Show that $\displaystyle y(z)=\frac{1}{2\pi i}\int_{C}{exp(zt-\frac{t^{3}}{3})dt} $ is a solution of $\displaystyle y''(z)=zy(z)$
I think you need an i in there huh? Like:
$\displaystyle A(s)=\frac{1}{2\pi}\int_{-\infty}^{\infty}e^{i(z^3/3+sz)}dz$
then $\displaystyle A''-sA=0$
Differentiate under the integral sign and use Cauchy's Theorem to express the Airy integral in terms of a contour integral over a square region bordering the real axis of height say i. Then since the integrand is analytic, we can express the Airy integral in terms of the horizontal leg at $\displaystyle z=x+i$ since the integral over the two vertical legs tend to zero.
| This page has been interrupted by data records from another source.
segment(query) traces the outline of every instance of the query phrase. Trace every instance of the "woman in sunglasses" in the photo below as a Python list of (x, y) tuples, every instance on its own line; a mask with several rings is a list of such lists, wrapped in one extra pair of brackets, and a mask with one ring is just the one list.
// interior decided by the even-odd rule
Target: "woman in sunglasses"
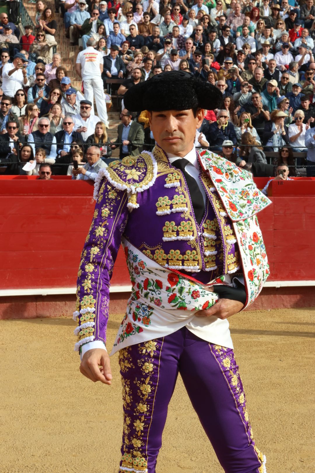
[(27, 105), (25, 92), (23, 89), (17, 90), (14, 94), (12, 106), (11, 111), (19, 118), (25, 114), (25, 109)]

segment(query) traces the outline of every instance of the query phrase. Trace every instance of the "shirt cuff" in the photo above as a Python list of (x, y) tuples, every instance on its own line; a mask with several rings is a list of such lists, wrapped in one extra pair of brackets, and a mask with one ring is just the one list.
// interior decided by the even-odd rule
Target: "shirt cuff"
[(95, 342), (89, 342), (88, 343), (82, 345), (81, 347), (80, 359), (82, 360), (83, 355), (85, 352), (88, 351), (89, 350), (93, 350), (94, 348), (102, 348), (106, 351), (107, 351), (104, 342), (101, 340), (95, 340)]

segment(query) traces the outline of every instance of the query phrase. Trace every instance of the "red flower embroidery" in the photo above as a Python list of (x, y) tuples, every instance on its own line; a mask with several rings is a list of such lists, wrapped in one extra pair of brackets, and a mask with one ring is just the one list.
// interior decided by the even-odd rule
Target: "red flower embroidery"
[(255, 241), (255, 243), (258, 243), (259, 239), (258, 238), (258, 236), (257, 235), (256, 232), (254, 232), (253, 234), (253, 239)]
[(163, 287), (163, 283), (162, 281), (160, 281), (159, 279), (156, 279), (155, 282), (159, 286), (160, 289), (162, 289)]
[(217, 167), (216, 166), (213, 166), (213, 171), (214, 171), (215, 173), (216, 173), (217, 174), (220, 174), (220, 175), (221, 176), (223, 175), (223, 173), (222, 172), (221, 169), (219, 169), (218, 167)]
[(200, 297), (200, 293), (199, 291), (193, 291), (191, 293), (191, 297), (193, 299), (197, 299), (198, 297)]
[(149, 278), (146, 278), (145, 280), (144, 281), (144, 283), (143, 283), (143, 289), (145, 289), (145, 290), (146, 290), (146, 289), (148, 289), (148, 282), (149, 282)]
[(170, 304), (171, 301), (172, 300), (174, 300), (174, 299), (176, 297), (176, 294), (175, 294), (175, 293), (174, 294), (171, 294), (169, 298), (167, 299), (167, 301), (169, 303), (169, 304)]
[(232, 210), (233, 212), (237, 212), (238, 208), (236, 205), (235, 205), (235, 204), (233, 204), (233, 202), (230, 202), (230, 201), (228, 201), (229, 202), (229, 207), (231, 210)]
[(170, 287), (172, 288), (174, 286), (176, 285), (179, 280), (179, 278), (177, 274), (176, 274), (174, 272), (171, 272), (170, 274), (169, 274), (168, 276), (167, 280), (170, 283)]
[(126, 327), (126, 333), (131, 333), (133, 330), (133, 328), (131, 324), (131, 322), (128, 322), (127, 324), (127, 326)]

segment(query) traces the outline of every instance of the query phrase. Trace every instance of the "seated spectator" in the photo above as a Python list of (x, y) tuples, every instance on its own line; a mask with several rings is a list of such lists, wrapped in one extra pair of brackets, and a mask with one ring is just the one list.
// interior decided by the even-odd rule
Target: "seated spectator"
[[(289, 146), (284, 146), (279, 149), (278, 152), (278, 157), (275, 158), (272, 161), (272, 165), (275, 166), (275, 173), (276, 172), (276, 168), (278, 166), (285, 164), (289, 167), (291, 175), (296, 176), (297, 173), (295, 167), (295, 159), (292, 148)], [(275, 174), (275, 175), (276, 175), (276, 174)]]
[(61, 105), (62, 97), (61, 91), (59, 88), (52, 89), (49, 92), (48, 98), (46, 98), (43, 95), (40, 108), (40, 117), (49, 113), (49, 111), (55, 104), (59, 104)]
[(272, 79), (267, 83), (267, 88), (261, 94), (263, 105), (268, 107), (270, 113), (277, 108), (277, 98), (280, 96), (280, 93), (276, 80)]
[(38, 31), (36, 38), (32, 43), (30, 53), (35, 53), (37, 59), (43, 59), (45, 63), (49, 63), (52, 60), (52, 48), (57, 46), (56, 41), (47, 38), (43, 31)]
[(27, 105), (27, 101), (25, 92), (23, 89), (18, 89), (14, 94), (11, 112), (15, 114), (19, 118), (25, 114), (25, 109)]
[(57, 131), (60, 131), (62, 130), (62, 120), (64, 115), (60, 104), (54, 104), (49, 111), (49, 113), (43, 116), (47, 117), (50, 122), (50, 131), (52, 134), (55, 135)]
[[(74, 161), (76, 161), (77, 162), (78, 166), (84, 166), (85, 164), (83, 161), (83, 151), (82, 149), (76, 149), (72, 155), (72, 158)], [(68, 168), (67, 170), (67, 176), (72, 176), (72, 179), (75, 179), (77, 180), (80, 179), (80, 175), (78, 174), (77, 176), (73, 175), (73, 165), (69, 164), (68, 166)]]
[(106, 128), (102, 122), (98, 122), (95, 128), (95, 131), (90, 135), (86, 140), (86, 144), (89, 146), (97, 146), (101, 150), (101, 158), (103, 159), (110, 158), (111, 156), (111, 143), (108, 142)]
[(306, 151), (305, 148), (305, 133), (306, 131), (309, 128), (309, 124), (308, 123), (303, 123), (304, 118), (304, 112), (303, 110), (297, 110), (294, 114), (295, 123), (291, 123), (289, 127), (288, 132), (289, 140), (295, 151), (303, 152)]
[(79, 175), (81, 180), (95, 181), (100, 169), (107, 167), (107, 165), (101, 159), (101, 150), (97, 146), (90, 146), (88, 148), (85, 157), (87, 159), (86, 164), (80, 166), (77, 169), (74, 168), (73, 175), (75, 178)]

Then:
$\displaystyle Ai(s)=\frac{1}{2\pi}\int_{\infty}^{-\infty} e^{i(z^3/3+sz)}dz,\quad z=x+i$
Now:
$\displaystyle A''-sA=-\frac{1}{2\pi}\int_C (z^2+s)e^{i(z^3/3+sz)}dz;\quad z=x+i$
but that integrand is the differential of $\displaystyle f(z)=ie^{i(z^3/3+sz)}$ and since the integrand is analytic, we can just evaluate it at the endpoints:
$\displaystyle \frac{1}{2\pi}\int_{\infty}^{-\infty}df$
and note if you substitute $\displaystyle z=x+i$ into $\displaystyle f$, it's order is $\displaystyle O(e^{-x^2})$ so we have:
$\displaystyle O(e^{-x^2})\biggr|_{\infty}^{-\infty}$
which is zero.